Je m’en moque comme de l’an quarante is a saying which dates from the beginning of the eleventh century. There was at that period an extensive belief that the end of the world was at hand, and that the thousand years and more supposed to have been assigned by our Lord as the duration of his church on earth, and of society in general, were to expire in the year 40 of that century. Sinners were converted in crowds; many talked of turning hermit; but, once this redoubtable epoch was over, men changed their tone, and from that time to this the expression used in speaking of a thing which need inspire no alarm is: “I care no more for it than for the year forty!”

La beauté du Diable we should naturally suppose meant an appalling ugliness. It means nothing of the kind, but, on the contrary, that exceeding prettiness frequently noticeable in young girls between the ages of fourteen and nineteen, or thereabouts, which then passes away. This, the freshness of youthful beauty, seems to derive its name from the old proverb, The devil was handsome when he was young—namely, while he was yet an unfallen angel.

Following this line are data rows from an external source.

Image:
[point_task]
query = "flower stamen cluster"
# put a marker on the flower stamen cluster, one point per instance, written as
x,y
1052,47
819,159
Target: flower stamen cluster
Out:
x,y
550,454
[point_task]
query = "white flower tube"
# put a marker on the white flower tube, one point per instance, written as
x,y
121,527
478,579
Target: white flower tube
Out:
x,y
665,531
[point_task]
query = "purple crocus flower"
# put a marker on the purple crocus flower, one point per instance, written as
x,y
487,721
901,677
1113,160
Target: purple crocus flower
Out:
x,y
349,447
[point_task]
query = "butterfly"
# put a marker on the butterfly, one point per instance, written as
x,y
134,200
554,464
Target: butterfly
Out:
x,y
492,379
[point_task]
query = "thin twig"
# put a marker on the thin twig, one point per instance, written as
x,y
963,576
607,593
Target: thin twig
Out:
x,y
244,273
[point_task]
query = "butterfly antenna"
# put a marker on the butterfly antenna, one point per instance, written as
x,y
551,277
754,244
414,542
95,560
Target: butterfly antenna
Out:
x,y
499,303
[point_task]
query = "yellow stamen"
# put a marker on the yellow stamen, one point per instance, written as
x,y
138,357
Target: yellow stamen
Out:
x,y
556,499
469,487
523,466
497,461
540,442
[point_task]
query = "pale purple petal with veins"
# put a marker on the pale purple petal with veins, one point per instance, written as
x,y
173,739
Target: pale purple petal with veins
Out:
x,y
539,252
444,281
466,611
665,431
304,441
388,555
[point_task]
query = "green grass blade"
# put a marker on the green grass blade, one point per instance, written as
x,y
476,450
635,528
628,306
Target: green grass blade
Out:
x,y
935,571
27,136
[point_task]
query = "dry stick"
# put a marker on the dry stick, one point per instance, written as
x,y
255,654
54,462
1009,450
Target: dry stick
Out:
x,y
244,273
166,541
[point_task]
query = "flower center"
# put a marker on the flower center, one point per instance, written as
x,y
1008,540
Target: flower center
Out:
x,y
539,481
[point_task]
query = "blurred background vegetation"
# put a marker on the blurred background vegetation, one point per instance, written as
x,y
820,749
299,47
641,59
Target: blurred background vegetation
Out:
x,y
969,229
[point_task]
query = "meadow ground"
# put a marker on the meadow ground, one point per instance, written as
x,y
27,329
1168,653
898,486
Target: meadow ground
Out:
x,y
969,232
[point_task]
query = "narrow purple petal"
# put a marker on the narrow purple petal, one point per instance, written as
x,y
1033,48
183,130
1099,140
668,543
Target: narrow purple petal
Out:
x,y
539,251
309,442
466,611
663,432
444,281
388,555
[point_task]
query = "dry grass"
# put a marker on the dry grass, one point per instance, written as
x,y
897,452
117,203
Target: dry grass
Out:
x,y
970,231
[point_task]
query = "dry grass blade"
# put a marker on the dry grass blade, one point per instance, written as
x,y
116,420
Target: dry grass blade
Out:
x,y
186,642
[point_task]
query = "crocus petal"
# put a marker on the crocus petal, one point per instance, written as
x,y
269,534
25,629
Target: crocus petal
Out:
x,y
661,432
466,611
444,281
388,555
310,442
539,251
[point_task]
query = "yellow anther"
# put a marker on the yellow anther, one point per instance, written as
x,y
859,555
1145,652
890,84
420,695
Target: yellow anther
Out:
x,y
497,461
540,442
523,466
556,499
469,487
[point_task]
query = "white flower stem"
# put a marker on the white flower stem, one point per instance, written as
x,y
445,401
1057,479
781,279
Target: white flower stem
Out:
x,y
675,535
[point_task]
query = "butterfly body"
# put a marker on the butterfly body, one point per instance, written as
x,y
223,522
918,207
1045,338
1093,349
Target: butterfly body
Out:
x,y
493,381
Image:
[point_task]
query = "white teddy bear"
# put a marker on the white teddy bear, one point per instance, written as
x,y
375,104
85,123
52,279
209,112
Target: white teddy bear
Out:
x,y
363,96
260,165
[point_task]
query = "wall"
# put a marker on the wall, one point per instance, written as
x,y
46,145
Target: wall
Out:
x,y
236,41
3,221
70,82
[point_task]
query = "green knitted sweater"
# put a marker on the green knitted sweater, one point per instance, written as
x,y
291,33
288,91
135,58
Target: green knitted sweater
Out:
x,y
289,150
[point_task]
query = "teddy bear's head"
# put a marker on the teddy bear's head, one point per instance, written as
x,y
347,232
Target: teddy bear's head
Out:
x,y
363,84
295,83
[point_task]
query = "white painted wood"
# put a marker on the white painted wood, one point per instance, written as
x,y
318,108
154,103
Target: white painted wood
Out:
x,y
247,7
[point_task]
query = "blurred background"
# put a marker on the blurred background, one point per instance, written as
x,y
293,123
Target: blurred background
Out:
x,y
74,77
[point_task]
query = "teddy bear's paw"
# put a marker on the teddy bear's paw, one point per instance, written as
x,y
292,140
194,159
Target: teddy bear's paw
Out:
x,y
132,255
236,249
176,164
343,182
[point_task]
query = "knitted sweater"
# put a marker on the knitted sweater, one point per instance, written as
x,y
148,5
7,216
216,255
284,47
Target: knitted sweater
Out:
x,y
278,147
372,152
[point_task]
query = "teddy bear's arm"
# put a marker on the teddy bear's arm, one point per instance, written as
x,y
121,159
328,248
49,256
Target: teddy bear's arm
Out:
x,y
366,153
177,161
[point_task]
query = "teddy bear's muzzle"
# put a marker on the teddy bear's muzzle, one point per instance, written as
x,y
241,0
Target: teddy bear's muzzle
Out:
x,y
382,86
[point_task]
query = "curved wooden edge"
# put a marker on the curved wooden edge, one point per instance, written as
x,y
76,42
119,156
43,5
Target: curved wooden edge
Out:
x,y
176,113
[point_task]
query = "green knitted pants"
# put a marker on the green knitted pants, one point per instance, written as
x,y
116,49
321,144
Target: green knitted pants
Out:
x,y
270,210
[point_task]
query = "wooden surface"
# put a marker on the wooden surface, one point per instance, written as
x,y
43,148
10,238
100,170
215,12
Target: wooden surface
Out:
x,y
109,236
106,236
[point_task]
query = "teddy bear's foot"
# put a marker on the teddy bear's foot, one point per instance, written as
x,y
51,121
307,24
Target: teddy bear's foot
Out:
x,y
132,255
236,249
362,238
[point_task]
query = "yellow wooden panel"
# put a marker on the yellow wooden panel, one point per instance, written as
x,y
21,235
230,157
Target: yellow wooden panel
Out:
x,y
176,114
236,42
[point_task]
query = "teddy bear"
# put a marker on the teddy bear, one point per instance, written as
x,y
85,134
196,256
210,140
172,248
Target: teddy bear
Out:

Ladies somewhat advanced in the debatable ground of life’s pilgrimage, when youth has made way for the nameless years of “a certain age,” are said to coiffer Sainte Catherine.

It was formerly the custom in France, as it still is in Spain and some parts of Italy, on particular festivals, to array in festal garments and headgear the statues of the saints. St. Catherine being the patroness of virgins, the care of her adornment was always entrusted to young girls. This charge, however agreeable and honorable at sixteen, might, nevertheless, not be desirable in perpetuity, and thus it came to be said of any middle-aged maiden: “She stays to coiffer St. Catherine.”